Grace Maitland dreams about a monster who looks a little like her father sitting on her bed. He tells her that if she wants him to go away, she has to call Detective Anderson and tell him that if he doesn’t stop, something bad will happen. When Ralph arrives, Grace describes the man in her dream as having a Play-Doh face and straws for eyes with holes for pupils.

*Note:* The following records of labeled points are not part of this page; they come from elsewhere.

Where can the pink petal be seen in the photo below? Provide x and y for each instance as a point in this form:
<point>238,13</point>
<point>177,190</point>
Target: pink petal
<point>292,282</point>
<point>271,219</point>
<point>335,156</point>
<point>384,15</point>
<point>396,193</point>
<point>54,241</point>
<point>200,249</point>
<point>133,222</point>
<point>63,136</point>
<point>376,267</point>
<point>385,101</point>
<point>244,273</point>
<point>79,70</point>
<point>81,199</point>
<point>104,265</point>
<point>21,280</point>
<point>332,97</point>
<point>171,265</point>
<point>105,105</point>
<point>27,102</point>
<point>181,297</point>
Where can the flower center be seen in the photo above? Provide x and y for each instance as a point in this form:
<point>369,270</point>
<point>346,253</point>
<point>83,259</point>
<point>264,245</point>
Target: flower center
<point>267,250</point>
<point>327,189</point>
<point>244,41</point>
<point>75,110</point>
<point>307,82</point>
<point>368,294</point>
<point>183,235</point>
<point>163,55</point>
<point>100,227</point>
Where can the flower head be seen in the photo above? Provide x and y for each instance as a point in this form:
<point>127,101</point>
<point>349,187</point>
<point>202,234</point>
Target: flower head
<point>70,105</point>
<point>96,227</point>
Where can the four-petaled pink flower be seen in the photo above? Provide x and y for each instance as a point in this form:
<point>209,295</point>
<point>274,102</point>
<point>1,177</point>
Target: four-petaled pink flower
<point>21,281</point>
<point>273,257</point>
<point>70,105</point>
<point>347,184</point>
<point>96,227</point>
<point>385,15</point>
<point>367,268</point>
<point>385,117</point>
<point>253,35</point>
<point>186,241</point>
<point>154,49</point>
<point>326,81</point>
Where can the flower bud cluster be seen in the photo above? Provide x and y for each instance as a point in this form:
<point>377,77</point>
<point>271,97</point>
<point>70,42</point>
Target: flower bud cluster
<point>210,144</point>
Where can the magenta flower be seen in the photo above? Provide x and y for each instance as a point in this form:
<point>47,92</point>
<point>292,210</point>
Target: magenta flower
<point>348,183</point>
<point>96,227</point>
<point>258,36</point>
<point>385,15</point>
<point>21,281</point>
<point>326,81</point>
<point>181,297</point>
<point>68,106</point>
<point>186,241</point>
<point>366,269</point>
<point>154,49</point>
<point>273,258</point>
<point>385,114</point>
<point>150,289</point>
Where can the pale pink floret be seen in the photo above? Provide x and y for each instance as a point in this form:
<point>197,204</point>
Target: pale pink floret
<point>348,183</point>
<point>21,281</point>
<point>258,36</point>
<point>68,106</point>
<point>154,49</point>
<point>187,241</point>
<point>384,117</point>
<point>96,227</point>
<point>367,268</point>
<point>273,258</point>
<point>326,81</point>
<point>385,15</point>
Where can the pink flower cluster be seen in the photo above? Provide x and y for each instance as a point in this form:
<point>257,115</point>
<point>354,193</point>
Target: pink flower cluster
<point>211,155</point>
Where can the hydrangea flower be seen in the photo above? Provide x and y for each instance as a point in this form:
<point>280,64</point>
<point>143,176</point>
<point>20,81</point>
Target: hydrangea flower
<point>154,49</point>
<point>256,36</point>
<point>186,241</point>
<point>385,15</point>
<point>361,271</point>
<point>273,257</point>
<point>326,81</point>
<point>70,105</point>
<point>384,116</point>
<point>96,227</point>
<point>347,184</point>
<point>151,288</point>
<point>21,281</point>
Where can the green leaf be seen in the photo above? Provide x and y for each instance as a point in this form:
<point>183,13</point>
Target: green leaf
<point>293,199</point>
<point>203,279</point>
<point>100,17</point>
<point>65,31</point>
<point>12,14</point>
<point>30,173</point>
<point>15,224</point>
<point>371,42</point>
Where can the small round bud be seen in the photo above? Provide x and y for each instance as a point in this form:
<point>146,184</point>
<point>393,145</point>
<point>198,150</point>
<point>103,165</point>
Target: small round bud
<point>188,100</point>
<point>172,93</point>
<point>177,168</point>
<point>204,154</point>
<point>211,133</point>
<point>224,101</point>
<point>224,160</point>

With the clothes and the biological residue, Ralph now has material signs of the doppelgänger. Whatever it is, it has a physical presence that can be explained, even if not by standard forensic science. It is unknown but knowable. This is common among King’s monsters. A majority ultimately have material explanations, even if those explanations include telepathy, telekinesis, aliens or interdimensional portals. Like Poe and Doyle, King rarely relies on wholly supernatural creatures like ghosts, witches, or demons.
Ralph’s fixation on the coincidence of Claude and Terry both being scratched shows that is capable of thinking outside the box. Someone like Jack Hoskins would dismiss both scratches as irrelevant, and even Ralph might have done so if the maddening contradictions of this case hadn’t already pushed him to the limits of his worldview. The fact that he takes note of an apparently irrelevant coincidence speaks to both his level of disturbance and to his determination to know the truth. His response to the yellow shirt, which offers another potential suspect—or at least another piece to the puzzle—is similar. That Ralph connects the yellow shirt with the yellow bra strap and the witness statements suggests that although Ralph’s conscious mind is methodical, meticulous, and material, his subconscious mind is much more flexible, pursuing connections he could never make through conscious effort alone.
Both Ralph and Sablo broach the possibility of the supernatural by attributing the idea to their wives, neither one risking the other’s judgment by appearing to take it seriously. They are feeling each other out, each testing to see how the other will respond to the suggestion. Neither one at this point explicitly believes the supernatural explanation, but it remains in the back of their minds.
Jeannie’s remark about Ralph’s narrow worldview anticipates the Hamlet quote that will appear in Part 9. She is telling Ralph that his worldview has to incorporate the unknown in order for him to solve this case. Ralph still categorically rejects all supernatural explanations. The balance of evidence remains poised between the material and the supernatural. At first, the burned man seems to offer Ralph something concrete to pursue. However, just as the evidence seems about to tip to the side of the material, Ralph finds that the burned man doesn’t show up on videotape, and Jeannie’s suggestion that he might be a vampire leaves Ralph still groping for something conclusive.
This section introduces Holly Gibney, one of the protagonists from King’s Mr. Mercedes series, which also features Bill Hodges. The appearance of a major character at the novel’s midpoint is another of the sharp narrative turns that typify King’s writing. It changes the story from a mystery to the subgenre of detective mystery. This genre has its own rules and conventions, which Holly will adhere to. She particularly fits the trope of the iconoclastic detective with unusual powers of observation. She will soon take the role of Sherlock to Ralph’s Watson. Unlike the most familiar examples of the type—e.g., Sherlock Holmes, C. Auguste Dupin, Hercule Poirot—Holly entertains supernatural as well as material possibilities.